I think good data will significantly de-risk this combo ahead of the phase 3 trial.

Amicus continues to expect the Zorblisa phase 3 readout in mid-2017. Enrollment is nearly complete, and once the company announces that it is completed, we should expect the data 13-14 weeks after that (since it is a 12-week trial). This is the most important event for the company this year, and a positive outcome could unlock significant shareholder value. I have some concerns about this trial (see my previous article), but believe there is a reasonable chance of success considering the changes intended to minimize placebo response and the addition of the co-primary endpoint which has shown clear separation from placebo in the phase 2b trial. A clear and positive data readout will add $4 per share to my price target at the low end of the estimate range and up to $8 based on the high end of the range.

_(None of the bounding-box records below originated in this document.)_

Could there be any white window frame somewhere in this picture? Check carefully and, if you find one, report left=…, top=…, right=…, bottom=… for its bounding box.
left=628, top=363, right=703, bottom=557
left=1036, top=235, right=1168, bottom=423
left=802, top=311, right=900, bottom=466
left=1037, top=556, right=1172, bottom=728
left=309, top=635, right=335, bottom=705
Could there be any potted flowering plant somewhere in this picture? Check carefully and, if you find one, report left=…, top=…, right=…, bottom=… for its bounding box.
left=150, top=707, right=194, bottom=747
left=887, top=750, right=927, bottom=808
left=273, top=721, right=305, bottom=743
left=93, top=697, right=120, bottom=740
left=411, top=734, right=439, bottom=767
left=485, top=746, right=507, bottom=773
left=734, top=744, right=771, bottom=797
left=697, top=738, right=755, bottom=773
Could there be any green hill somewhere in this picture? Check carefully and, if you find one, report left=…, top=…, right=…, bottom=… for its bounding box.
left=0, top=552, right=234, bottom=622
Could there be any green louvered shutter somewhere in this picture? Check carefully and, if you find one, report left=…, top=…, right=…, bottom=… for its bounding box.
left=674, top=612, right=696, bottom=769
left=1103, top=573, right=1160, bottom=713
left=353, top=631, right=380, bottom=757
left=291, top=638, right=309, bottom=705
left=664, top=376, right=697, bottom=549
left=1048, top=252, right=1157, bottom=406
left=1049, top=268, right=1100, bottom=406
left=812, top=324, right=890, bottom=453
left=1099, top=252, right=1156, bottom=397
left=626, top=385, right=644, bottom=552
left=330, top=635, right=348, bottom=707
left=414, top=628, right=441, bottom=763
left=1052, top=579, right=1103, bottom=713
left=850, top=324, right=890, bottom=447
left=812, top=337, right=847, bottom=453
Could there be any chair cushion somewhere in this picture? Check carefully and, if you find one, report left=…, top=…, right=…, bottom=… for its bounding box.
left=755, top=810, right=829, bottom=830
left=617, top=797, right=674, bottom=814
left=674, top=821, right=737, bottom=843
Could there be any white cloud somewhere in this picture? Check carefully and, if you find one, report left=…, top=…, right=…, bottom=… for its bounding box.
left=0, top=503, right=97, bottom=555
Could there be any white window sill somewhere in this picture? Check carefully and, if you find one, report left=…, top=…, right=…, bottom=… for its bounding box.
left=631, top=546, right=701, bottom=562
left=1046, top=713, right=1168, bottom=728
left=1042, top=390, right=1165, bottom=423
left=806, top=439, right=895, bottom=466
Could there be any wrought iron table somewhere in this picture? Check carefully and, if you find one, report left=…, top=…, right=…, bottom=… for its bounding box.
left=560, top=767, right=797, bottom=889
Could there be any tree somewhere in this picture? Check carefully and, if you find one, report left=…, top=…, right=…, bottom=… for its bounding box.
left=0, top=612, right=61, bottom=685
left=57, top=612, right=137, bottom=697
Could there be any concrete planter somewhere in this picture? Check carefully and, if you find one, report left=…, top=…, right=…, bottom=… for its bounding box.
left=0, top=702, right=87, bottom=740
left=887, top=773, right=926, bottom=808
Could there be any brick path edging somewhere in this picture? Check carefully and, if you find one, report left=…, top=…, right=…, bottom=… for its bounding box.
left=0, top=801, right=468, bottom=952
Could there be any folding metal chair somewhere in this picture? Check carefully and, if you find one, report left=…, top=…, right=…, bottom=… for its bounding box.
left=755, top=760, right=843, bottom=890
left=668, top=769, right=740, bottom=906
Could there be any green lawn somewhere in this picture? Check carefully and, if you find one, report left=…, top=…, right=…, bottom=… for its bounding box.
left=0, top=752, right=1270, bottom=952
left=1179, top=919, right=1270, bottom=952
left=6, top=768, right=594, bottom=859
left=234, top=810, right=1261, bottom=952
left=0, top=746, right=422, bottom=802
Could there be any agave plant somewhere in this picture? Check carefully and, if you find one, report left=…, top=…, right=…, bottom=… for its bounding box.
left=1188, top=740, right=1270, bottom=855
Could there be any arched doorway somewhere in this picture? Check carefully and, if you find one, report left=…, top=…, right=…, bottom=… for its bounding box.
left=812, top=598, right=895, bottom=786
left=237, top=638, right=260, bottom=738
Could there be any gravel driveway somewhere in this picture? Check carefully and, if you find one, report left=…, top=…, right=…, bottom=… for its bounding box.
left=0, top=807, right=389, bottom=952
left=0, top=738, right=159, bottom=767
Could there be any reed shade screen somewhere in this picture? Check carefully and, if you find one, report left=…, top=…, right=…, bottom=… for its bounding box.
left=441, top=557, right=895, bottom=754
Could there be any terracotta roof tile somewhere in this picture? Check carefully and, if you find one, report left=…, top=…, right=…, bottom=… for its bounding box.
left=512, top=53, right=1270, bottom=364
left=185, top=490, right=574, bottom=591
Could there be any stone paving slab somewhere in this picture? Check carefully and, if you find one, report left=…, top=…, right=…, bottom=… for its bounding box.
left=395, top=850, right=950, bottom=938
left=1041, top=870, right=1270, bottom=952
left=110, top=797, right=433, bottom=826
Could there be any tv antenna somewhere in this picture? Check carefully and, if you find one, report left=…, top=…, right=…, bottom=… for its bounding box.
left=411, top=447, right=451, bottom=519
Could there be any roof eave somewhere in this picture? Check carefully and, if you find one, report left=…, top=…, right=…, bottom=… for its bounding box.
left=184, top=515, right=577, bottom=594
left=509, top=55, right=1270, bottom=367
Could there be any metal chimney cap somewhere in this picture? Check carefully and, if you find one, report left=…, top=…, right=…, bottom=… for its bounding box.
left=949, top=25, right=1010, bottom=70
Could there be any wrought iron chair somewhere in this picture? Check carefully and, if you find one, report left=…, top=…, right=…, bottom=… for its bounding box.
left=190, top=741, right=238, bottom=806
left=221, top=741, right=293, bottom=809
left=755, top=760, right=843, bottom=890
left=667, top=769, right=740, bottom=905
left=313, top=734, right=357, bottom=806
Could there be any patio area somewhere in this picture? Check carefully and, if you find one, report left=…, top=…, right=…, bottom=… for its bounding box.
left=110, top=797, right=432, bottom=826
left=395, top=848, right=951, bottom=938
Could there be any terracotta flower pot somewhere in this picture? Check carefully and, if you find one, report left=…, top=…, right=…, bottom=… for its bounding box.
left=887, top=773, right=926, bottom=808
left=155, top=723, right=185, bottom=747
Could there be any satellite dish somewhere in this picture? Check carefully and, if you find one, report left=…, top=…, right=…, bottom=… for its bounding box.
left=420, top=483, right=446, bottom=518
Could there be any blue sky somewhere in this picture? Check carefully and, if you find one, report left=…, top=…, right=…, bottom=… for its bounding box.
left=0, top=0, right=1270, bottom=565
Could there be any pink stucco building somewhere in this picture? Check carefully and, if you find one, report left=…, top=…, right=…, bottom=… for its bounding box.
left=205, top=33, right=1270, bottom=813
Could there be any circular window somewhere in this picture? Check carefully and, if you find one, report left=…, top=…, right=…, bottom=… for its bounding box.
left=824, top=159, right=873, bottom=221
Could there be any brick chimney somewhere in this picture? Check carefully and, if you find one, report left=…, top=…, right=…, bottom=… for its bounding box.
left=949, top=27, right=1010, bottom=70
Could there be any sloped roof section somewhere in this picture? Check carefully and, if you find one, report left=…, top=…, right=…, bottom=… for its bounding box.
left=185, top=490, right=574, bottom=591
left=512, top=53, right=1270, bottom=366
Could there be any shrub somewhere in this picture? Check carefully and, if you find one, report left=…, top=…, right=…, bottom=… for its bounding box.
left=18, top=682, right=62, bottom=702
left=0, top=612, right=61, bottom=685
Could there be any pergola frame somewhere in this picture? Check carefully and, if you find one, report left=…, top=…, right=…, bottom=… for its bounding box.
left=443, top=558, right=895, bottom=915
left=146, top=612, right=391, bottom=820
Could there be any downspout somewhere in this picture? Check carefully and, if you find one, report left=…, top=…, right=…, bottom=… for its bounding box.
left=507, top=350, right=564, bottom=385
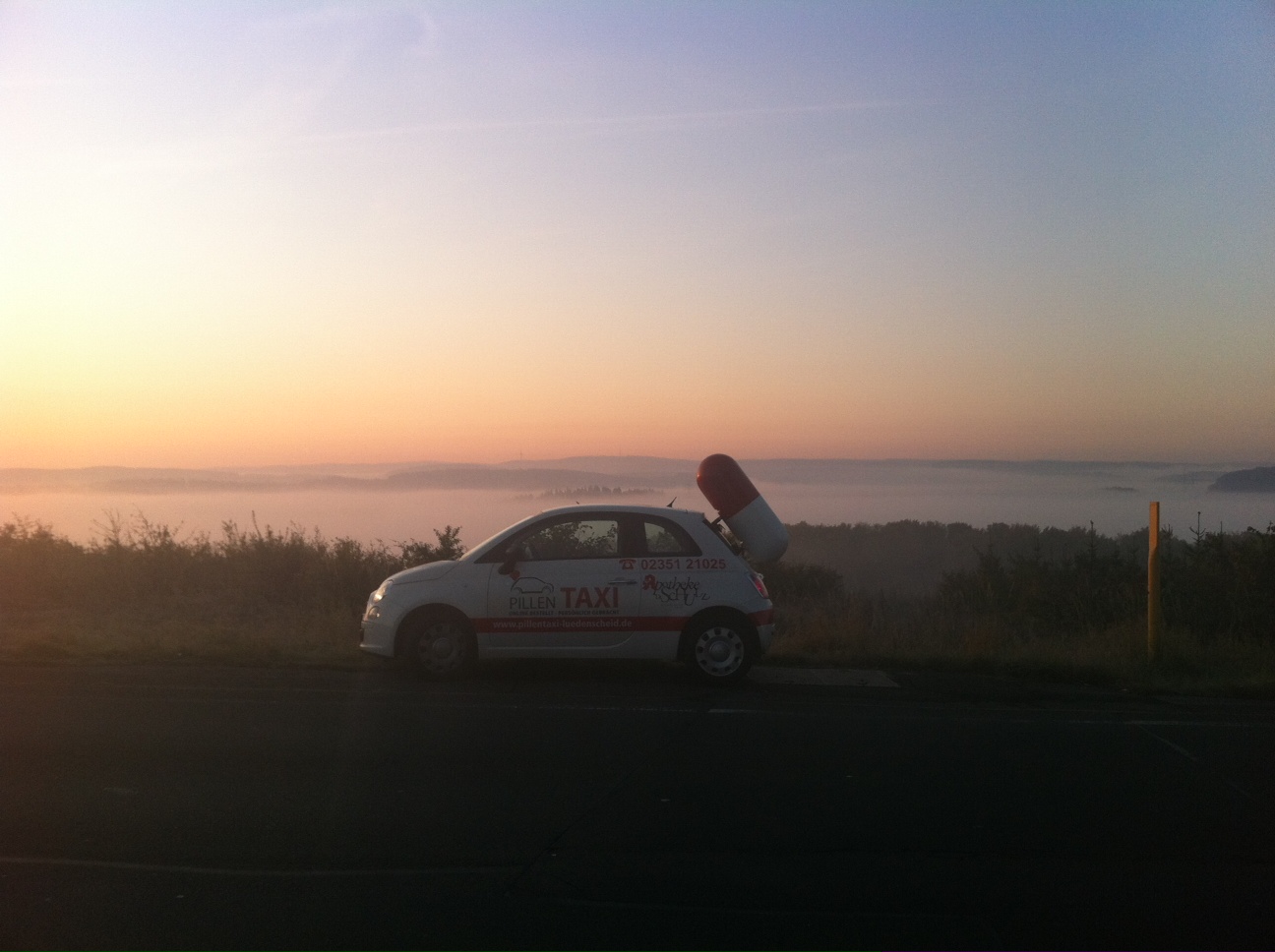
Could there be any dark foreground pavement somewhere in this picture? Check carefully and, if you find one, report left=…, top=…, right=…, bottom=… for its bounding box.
left=0, top=664, right=1275, bottom=951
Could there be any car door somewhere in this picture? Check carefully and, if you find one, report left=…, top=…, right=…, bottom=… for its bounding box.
left=486, top=512, right=640, bottom=656
left=638, top=515, right=716, bottom=658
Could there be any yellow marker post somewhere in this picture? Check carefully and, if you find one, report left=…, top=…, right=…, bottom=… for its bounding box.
left=1146, top=503, right=1160, bottom=660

Amicus also has two preclinical candidates that I believe are not on investors’ radar at the moment:

  • ERT-Galafold combo. Amicus has some preclinical evidence that co-administration of Galafold enhances the efficacy of ERTs, and the company is developing its own proprietary ERT-Galafold combo which has the potential to treat all Fabry disease patients, not just those with amenable mutations. If the combo demonstrates superior efficacy to current ERTs, the addressable market for Amicus in Fabry disease should double or triple (taking the 35% and 50% estimate of patients that have amenable mutations). This combo program is similar to the Pompe program, and Amicus expects to improve uptake, targeting and tolerability compared to current standard of care. We should see the initial preclinical data in mid-2017 or in 2H 2017.
  • We should also see some preclinical data in the CDKL5 program. This is a neurological disorder with just around 1,200 cases documented worldwide, but patient identification is rising significantly, according to Amicus. So, an ultra-rare orphan disease that doesn’t have as much potential as other candidates, but this could be a $100-200 million a year product for Amicus in mid-2020s and higher, assuming the patient pool expands in a meaningful way.

If everything goes well with Zorblisa and with the Pompe program, Amicus could be trading at least around $15 by the end of the year, as Zorblisa adds at least $4 per share to my valuation, while Pompe program’s advancement into phase 3 trial puts this combo on the map and adds $3 per share at the low end of the estimate range (conservative at $500 million, which I believe is really low if additional data show the potential for it to be the new standard of care, since Myozyme/Lumizyme is already a $800 million a year product that could be significantly inferior to ATB200/AT2221).

Conclusion

2017 should be a year of significant commercial progress and meaningful clinical de-risking for Amicus. Galafold’s launch is on track, and Zorblisa and ATB200/AT2221 stand to unlock (or destroy) shareholder value in the following months. Poor Galafold uptake in the following months is the main commercial risk, while Zorblisa’s failure in the phase 3 trial represents the largest risk Amicus’ share price in 2017. I remain bullish on Amicus despite the 40% rally over the last two months.